It all seems so easy.

Companies are recognizing that the accuracy of artificial intelligence and machine learning applications is directly related to the quality of the data used to train the models. Obviously, you want to improve the quality of your company’s decisions, so it makes sense to improve the quality of the data that informs those decisions. Cue Data Quality.

Great! 

Even better, everybody knows how to do that: select a data set, examine its contents, and identify any errors and inconsistencies. Myriad tools can run the profiles and report the results. It’s even a great summer intern project.

And companies that have not yet crossed the Data Chasm have already set themselves up for failure.

And nobody has even been asked to fix anything yet.

This small, simple process makes a very large, nontrivial assumption: that we know the expected content of the data.

A simple query can tell you that a data element is populated most of the time and contains the letters ‘A’ through ‘J’ distributed roughly evenly. But that simple query cannot tell you whether those are the values that the data element is supposed to contain. It cannot tell you whether that’s the expected distribution. And it cannot tell you whether the data element must always be populated. Without those details, your Data Quality efforts will be fruitless.

Knowing the expected content of a data element is at least as important as knowing its definition.

This statement might be a little bit unexpected. Many would assert that the expected content is part of the definition, but I consider it to be sufficiently critical that it deserves special attention. Specifying the expected content requires a level of precision that is too easily glossed over in a descriptive definition. It is that precision which is required to evaluate Data Quality. (As an extra added bonus, it is that precision which also better informs application development and test suites, and ultimately results in fewer errors.)

Some of you might recall Extreme Programming. One of its core tenets was that the two authoritative pieces of documentation for an application are its source code and the test cases used to validate it. In this analogy, the source code can be thought of as the data profile and the test cases can be thought of as the expected content. It’s not that other documentation isn’t useful. It can provide context and background to help facilitate understanding and utilization, but at the core there’s what the program does and what the program is supposed to do. What the data is and what the data is supposed to be.

OK. We recognize that the success of our new cutting-edge applications depends upon our understanding of the data content and the simple data profiling process. Awesome. You’d think, then, that companies would be profiling their data all over the place. History suggests, though, that this is not the case. Remember the big assumption? Typically, only a very, very small fraction of corporate data is understood well enough to be profiled. 

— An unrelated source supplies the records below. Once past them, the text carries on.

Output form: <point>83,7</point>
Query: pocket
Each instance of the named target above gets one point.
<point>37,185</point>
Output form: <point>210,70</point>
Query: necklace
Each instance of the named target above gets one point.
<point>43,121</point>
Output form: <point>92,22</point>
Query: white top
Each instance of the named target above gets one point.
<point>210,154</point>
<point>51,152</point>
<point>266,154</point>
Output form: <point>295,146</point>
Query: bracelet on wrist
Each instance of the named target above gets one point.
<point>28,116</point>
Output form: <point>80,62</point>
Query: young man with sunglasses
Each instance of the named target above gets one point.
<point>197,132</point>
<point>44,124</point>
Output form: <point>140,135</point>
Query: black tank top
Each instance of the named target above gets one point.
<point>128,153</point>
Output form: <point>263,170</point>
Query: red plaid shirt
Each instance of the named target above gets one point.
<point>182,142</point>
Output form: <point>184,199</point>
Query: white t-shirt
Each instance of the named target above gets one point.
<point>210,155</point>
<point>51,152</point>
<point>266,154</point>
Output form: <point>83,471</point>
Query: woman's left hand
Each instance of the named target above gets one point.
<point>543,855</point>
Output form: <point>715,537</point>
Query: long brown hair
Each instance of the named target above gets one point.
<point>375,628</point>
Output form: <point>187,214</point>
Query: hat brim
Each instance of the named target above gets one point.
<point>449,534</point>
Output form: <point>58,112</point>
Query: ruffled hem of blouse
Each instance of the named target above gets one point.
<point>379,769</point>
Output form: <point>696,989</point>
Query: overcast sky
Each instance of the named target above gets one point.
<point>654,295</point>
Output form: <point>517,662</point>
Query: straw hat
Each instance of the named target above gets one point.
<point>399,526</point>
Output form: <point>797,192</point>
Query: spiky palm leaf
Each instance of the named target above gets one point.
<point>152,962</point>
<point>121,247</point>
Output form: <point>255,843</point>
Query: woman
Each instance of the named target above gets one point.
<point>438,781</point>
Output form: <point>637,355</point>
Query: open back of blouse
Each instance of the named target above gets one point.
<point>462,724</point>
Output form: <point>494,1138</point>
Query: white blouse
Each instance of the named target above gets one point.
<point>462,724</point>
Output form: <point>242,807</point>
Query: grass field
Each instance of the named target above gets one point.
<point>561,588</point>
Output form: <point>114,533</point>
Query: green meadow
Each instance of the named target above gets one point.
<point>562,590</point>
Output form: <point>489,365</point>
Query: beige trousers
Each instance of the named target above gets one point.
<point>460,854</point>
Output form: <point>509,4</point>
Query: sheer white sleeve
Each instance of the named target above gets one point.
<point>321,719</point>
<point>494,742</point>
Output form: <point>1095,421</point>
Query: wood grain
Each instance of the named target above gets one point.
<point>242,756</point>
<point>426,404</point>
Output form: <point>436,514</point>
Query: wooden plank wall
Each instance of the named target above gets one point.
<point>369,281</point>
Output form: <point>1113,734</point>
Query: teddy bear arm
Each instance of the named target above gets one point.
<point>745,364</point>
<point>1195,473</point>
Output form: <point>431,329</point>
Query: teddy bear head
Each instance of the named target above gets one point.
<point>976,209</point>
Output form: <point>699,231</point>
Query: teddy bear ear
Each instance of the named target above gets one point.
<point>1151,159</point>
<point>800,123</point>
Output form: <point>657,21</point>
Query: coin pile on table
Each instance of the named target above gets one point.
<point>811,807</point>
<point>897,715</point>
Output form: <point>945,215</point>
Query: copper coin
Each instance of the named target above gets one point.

More often than not, data profiling efforts fail because nobody can authoritatively say what the data is supposed to contain. 

Furthermore, if errors and discrepancies are found, they are very rarely appropriately corrected.

Let’s start with the second point first. Most experts agree that the team responsible for the analytical environment, whether a data warehouse, data lake, or whatever, should not be responsible for cleansing the incoming data. Once you start down that road, you’re going to spend all your time chasing source system errors. You’re going to have to reproduce (or at least validate) the same business rules that were supposed to have been implemented in the source application.

We know that correcting a data problem at its source minimizes the effort required to fix it. All downstream consumers can then benefit from that effort. But when the analytics people show up with a data issue, the response from that development team is often something like, “Thank you very much for your feedback. We will take it under advisement. Put your request into our backlog and we’ll get to it never.” 

After all, development teams produce applications that implement business processes and capabilities. The demand backlog is always growing, and managers are pressured to deliver more capabilities in less time with fewer people. Requirements and features are collected. Code is written. Test cases are evaluated. And when everything checks out, the application is released and the team moves on to the next one.

It may truly be an application defect, but if it was known it wasn’t severe enough to correct before release, and if it is new it’s apparently not severe enough to impact operations. After all, product is moving out and revenue is flowing in. This data thing is just a distraction. And given the choice between delivering a new business capability or customer feature and remediating a data problem, we’re going to go with the new features.

But could the development teams or their business partners at least tell us what the data is supposed to contain? The same answer is given then, too. And why would they even take the time to do that? At best we’re going to tell the application teams what they already know, or at least believe: that the data is correct. At worst, we’re going to give them more work to do. 

The incentives and interests of the application development teams, and often their business partners as well, are completely misaligned from information management.

Not only is there no incentive for an application development team to correct data problems, there’s no incentive to even participate in the discovery process. Both only generate more work and distract from business capability delivery.

So, do we throw up our hands and declare defeat? Of course not. Next time we’ll look at what we can do to start to bridge the Data Chasm.

This is the second in a series of articles that explores the question of why we continue to see overwhelming numbers of analytics, artificial intelligence, machine learning, information management, and data warehouse project failures despite the equally overwhelming availability of resources, references, processes, SMEs, and tools…and what can be done about it.